Poster Presentation Lancefield International Symposium for Streptococci and Streptococcal Diseases 2025

Hospitalisation rate of clinical pneumococcal disease among under-five-children in Haryana, India: A seven-year multicentric bidirectional surveillance study (#111)

Madhu Gupta 1 , Vivek Sagar 1 , Anchal Dhiman 1 , Gurwinder Kaur 1 , Pallab Ray 1 , Arun Bansal 1 , Joseph L Methew 1 , Maha Singh 2 , Suraj Chawala 2 , Jyoti Sangwan 2 , Anuradha Chakraborti 1 , Kushaljit S Sodhi 1 , Sonia T Khullar 3 , Gagan Singla 4 , Shubhjyoti Prakash 5 , Naresh Jindal 6 , Suresh Dalpath 3
  1. Post Graduate Institute of Medical Education and Research (PGIMER), Chandigarh, India
  2. Shaheed Hasan Khan Mewati, Government Medical College, Nalhar, Nuh, Haryana, India
  3. State Health System Resource Centre, Haryana, India
  4. District Hospital, Panchkula, Haryana, India
  5. District Hospital, Ambala, Haryana, India
  6. Ishwar Hospital , Ambala, Haryana, India

 

 Pneumococcal conjugate vaccines (PCV) to reduce fatalities due to pneumonia caused by Streptococcus pneumoniae among children introduced in India in the year 2017 in a phased manner. Monitoring impact of PCV in the reduction of pneumococcal disease is crucial. The objective of this study was to evaluate hospitalisation rate of clinical pneumococcal disease among children under five years of age in Haryana, India.

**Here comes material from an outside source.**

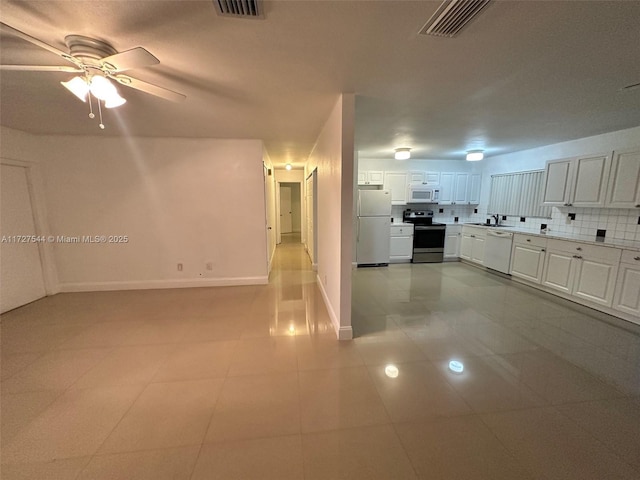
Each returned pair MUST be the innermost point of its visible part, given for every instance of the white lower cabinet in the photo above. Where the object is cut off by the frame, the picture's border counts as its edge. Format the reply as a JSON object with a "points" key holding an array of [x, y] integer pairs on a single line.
{"points": [[452, 238], [587, 272], [627, 296], [401, 243], [472, 244], [527, 257]]}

A longitudinal bidirectional hospital-based surveillance was purposively established in pediatrics department five health facilities that admitted sick children, aged above six weeks and less than five years, and residents of Haryana, India, from 2015 to 2020. Under-five-children admitted with clinically suspected pneumococcal disease were enrolled. Pretested data extraction forms were used to record information on demographic data, household information, medical history. Clinical and laboratory information were retrieved from case files during retrospective period. In prospective period, samples including blood, nasopharyngeal swabs, and cerebrospinal fluid, for culture, and urine samples for antigen testing were collected.

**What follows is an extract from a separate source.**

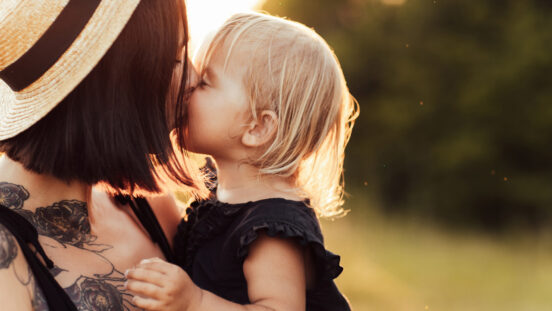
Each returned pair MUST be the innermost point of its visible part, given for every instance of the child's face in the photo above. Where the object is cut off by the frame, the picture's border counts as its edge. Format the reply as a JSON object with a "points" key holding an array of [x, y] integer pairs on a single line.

A total of 2817 children, 67.5% males and 67.2% children aged less than one year were hospitalised. Clinical pneumonia hospitalisations decreased from 32.1%(2015) to 22.6%(2019) but increased slightly to 23.6% during the COVID-19 pandemic. In the prospective period, the S. pneumoniae positivity rate was 4.6% among pneumonia cases, 6% among meningitis cases, and 4.3% among sepsis cases in urine samples. The nasopharyngeal carriage rate was 0.9% among pneumonia cases, primarily serotype 19F.

There was an overall decrease in pneumonia-related hospitalisations which could be attributed to the synergistic effects of multiple childhood vaccinations.